Pages

Tuesday, October 25, 2016

Jillian Keenan's Memoir 'Sex With Shakespeare'

Sex With Shakespeare: Here's Much to Do With Pain, But More With Love

I knew from the moment I laid eyes on the title of this book that I had to know more. When I spotted it on the autobiographies shelf at my local Barnes and Noble, I knew I had to buy a copy.


The author, Jillian Keenan, is a spanking fetishist. I am not. Despite the fact that I myself am not a part of the spanking sub-subculture of the BDSM subculture, I found that I felt a tremendous amount of sympathy with the author as she told her story.

This is, after all, a love story. All love stories are relatable, to some extent, to anyone who's ever been in love.
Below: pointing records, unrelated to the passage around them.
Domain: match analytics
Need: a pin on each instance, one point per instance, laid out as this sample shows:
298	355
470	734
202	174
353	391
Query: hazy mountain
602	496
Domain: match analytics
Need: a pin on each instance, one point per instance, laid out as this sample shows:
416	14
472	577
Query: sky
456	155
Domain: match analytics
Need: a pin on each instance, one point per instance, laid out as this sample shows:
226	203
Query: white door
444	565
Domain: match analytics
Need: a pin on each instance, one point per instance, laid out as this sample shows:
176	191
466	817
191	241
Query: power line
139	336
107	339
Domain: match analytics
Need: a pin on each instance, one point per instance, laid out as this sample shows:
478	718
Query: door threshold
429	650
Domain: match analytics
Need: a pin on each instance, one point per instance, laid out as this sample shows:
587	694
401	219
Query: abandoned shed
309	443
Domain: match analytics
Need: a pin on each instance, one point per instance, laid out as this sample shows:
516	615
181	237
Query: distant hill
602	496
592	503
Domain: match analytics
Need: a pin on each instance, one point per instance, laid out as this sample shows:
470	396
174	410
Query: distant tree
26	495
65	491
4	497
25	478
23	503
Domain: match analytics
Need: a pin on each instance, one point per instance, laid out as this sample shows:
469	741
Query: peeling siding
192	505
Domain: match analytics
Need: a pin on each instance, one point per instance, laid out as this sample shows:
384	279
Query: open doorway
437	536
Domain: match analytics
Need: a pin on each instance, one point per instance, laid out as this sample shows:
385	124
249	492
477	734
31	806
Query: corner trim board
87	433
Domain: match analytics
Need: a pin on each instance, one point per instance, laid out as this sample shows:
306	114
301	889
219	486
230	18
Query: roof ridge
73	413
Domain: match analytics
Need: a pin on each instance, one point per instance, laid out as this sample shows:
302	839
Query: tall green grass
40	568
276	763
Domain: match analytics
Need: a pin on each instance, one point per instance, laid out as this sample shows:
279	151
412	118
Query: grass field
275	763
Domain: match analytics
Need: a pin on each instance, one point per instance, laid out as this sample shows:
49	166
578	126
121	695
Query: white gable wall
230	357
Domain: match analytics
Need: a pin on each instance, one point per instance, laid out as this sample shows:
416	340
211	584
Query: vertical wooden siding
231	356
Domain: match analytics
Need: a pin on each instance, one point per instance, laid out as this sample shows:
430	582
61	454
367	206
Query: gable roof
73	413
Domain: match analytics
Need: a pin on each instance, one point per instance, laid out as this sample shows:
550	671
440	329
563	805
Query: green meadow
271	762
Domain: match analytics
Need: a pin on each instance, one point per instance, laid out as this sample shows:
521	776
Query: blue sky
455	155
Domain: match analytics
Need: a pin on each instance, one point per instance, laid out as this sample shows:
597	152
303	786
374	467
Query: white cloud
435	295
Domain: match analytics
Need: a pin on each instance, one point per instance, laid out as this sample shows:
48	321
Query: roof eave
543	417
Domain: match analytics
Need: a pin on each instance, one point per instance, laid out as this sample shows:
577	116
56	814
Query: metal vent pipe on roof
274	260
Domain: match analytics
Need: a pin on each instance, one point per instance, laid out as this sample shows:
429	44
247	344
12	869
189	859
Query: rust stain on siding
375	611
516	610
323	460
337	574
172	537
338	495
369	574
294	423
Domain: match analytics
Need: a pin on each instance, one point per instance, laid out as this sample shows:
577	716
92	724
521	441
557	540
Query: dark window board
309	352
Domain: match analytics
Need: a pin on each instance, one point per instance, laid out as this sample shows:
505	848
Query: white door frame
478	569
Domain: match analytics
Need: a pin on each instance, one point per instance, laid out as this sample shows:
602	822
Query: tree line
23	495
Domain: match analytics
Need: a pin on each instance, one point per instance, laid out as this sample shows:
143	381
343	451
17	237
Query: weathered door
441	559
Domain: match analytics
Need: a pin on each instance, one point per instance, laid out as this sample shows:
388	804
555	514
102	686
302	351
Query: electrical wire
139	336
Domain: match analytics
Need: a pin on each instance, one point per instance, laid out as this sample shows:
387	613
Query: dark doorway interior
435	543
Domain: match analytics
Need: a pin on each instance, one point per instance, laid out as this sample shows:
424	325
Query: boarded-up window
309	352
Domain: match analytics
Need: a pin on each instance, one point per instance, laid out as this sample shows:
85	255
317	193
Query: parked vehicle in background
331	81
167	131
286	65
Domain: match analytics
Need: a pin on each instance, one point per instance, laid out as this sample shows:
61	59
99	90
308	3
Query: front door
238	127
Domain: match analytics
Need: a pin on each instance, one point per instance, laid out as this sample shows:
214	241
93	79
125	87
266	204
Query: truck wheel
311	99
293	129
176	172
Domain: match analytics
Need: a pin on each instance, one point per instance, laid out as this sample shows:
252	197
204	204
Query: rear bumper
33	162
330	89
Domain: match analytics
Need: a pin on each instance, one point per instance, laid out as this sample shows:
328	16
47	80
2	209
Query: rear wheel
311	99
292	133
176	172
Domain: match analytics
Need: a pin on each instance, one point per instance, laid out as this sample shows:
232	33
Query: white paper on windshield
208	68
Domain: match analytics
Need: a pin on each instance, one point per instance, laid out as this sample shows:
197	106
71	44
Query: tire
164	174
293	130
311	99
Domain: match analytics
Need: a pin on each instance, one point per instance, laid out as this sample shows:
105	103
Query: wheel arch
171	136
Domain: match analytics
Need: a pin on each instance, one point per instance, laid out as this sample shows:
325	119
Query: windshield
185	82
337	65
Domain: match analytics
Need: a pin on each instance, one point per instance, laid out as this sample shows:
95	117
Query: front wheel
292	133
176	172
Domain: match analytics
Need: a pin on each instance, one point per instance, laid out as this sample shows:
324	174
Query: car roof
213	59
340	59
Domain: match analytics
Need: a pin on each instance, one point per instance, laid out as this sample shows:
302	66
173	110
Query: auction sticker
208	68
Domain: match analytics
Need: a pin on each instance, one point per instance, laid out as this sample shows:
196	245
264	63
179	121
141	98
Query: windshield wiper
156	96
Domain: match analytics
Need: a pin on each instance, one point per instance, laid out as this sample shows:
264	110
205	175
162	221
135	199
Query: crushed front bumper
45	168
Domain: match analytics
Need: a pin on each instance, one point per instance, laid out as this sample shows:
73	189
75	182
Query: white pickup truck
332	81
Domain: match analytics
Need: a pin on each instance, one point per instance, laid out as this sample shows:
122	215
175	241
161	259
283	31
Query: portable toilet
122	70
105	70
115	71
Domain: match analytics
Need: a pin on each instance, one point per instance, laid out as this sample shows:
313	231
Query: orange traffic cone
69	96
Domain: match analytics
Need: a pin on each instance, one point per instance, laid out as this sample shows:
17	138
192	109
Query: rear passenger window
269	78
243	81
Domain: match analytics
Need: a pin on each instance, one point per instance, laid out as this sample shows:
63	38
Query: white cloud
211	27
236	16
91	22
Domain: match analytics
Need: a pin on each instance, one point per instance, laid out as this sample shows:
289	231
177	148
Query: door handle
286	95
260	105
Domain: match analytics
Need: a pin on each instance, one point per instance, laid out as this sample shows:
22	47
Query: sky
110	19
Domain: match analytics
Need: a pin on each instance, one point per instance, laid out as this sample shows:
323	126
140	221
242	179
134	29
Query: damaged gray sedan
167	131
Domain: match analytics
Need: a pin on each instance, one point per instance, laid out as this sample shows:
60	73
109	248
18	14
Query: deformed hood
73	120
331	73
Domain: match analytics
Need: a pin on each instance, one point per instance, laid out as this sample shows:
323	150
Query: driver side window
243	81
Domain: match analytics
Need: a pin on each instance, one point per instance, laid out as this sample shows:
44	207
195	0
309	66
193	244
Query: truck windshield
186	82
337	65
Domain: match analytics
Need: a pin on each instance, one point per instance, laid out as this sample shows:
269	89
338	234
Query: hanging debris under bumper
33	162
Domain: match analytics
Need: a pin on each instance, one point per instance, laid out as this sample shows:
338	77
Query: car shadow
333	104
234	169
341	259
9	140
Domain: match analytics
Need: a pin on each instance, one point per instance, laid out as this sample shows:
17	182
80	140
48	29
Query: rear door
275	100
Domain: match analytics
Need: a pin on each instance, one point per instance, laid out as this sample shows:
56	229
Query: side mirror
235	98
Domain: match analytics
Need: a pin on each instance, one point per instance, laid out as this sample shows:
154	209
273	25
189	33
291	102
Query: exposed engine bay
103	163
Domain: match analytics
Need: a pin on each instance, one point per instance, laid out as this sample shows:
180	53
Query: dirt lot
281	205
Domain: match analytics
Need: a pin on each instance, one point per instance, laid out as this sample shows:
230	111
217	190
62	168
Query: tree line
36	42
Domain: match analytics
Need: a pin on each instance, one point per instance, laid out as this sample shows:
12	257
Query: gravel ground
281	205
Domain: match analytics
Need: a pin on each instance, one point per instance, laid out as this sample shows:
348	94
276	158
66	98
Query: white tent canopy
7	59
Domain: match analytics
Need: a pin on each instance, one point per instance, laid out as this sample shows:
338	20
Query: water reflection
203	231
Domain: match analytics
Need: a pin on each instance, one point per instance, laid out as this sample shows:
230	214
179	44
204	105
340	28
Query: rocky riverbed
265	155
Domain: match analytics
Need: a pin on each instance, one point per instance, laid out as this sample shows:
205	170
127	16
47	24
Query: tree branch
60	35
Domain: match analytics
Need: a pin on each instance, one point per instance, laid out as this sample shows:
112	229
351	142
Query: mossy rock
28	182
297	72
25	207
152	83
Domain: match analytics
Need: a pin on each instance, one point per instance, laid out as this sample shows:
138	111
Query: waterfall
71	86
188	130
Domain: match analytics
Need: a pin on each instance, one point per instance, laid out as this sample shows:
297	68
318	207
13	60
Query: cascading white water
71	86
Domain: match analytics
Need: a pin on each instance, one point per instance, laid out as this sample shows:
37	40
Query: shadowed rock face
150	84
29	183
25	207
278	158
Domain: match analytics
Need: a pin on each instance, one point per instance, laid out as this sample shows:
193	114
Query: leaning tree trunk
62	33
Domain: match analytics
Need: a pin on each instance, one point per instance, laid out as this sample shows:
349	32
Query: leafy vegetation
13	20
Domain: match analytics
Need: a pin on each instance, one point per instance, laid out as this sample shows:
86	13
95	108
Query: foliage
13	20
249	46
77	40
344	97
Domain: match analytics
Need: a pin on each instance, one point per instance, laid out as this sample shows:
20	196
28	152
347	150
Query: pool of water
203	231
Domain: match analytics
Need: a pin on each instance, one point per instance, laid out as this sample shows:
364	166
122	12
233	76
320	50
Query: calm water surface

Each chapter is themed around a particular Shakespearean work. The first chapter centers on my favorite of the Bard's comedies, A Midsummer Night's Dream. Here Keenan addresses a topic also brought up by E.T. Malinowski in her romance novel A Midsummer Dream: Are Demetrius and Helena ever really in love?

Keenan thinks they are, as I do. But she adds an interesting new spin. She contends that when Helena says:

"I am your spaniel; and, Demetrius,
The more you beat me, I will fawn on you:
Use me but as your spaniel, spurn me, strike me,
Neglect me, lose me; only give me leave,
Unworthy as I am, to follow you.
What worser place can I beg in your love,--
And yet a place of high respect with me,--
Than to be used as you use your dog?"

...she is being literal. She wants Demetrius to treat her like his dog. In Helena, Keenan sees a kindred soul, a woman whose sexuality is incomplete, virtually nonexistent, without her submissive, masochistic side being expressed. Keenan sees Helena as a woman embracing her emerging kink, while Demetrius is still coming to terms with his Dominant/sadist tendencies. Genuinely afraid he will hurt Helena, Demetrius turns his attentions to the woman he perceives as the safe, vanilla choice: Hermia.

Kinky headcanon accepted. Since I can't seem to stop crushing on Christian Bale as Demetrius, I want the interpretation that puts Demetrius in the most sympathetic light.

http://thatwritererinoriordan.tumblr.com/post/151682499370/the-traditional-vanilla-interpretation-of
The second chapter deals with a character I find much less likeable: Caliban from The Tempest. Keenan has a special relationship with Caliban, but I can't get over the fact that he admits he tried to rape Miranda. Keenan doesn't excuse that, but she does remind us that Shakespeare was a humanist and even he, in the authorial voice, allows mercy for Caliban in the end.

There are a few plays mentioned in this memoir that I haven't seen or read yet: Twelfth Night, Cymbeline, Antony and Cleopatra, and As You Like It. By and large, though, all the characters with whom Keenan has a series of imagination conversations that help her find her way are all familiar, beloved characters to me.

Now, Keenan has a master's degree in literature that focused on Shakespeare and is recognized as an expert. Productions call her in when they have questions about interpretation of the text. I'm an amateur fan who fell in love with my fifth grade teacher cast me as Peter Quince. I don't know nearly as much about Shakespeare as Keenan does, but as a fellow fangirl, I can certainly appreciate her enthusiasm for the subject.

She writes with remarkable honesty and openness about matters both deeply personal and professional, and I felt privileged to accompany her on this inward journey. I may not share the specifics of her sexual orientation (and she does call spanking fetishism her orientation - in the more conventional sense of the term, she is bisexual, like me - and like Shakespeare, probably), but through this book, I have new insight into the experience.

One quibble: Keenan mentions that in Shakespeare's time, the liver and not the heart was considered to be the seat of love. However, it seems to me that I have seen references within Shakespeare's plays to the heart as the seat of love. Did she mean that the liver was considered to be the seat of lust?

Either way, I really, really enjoyed reading this memoir.

I purchased this book with my own funds and was not obligated in any way to review it.

1 comment:

Erin O'Riordan said...

I saw 'Twelfth Night' twice this past summer, so I need to reread that chapter once I get my books out of storage again.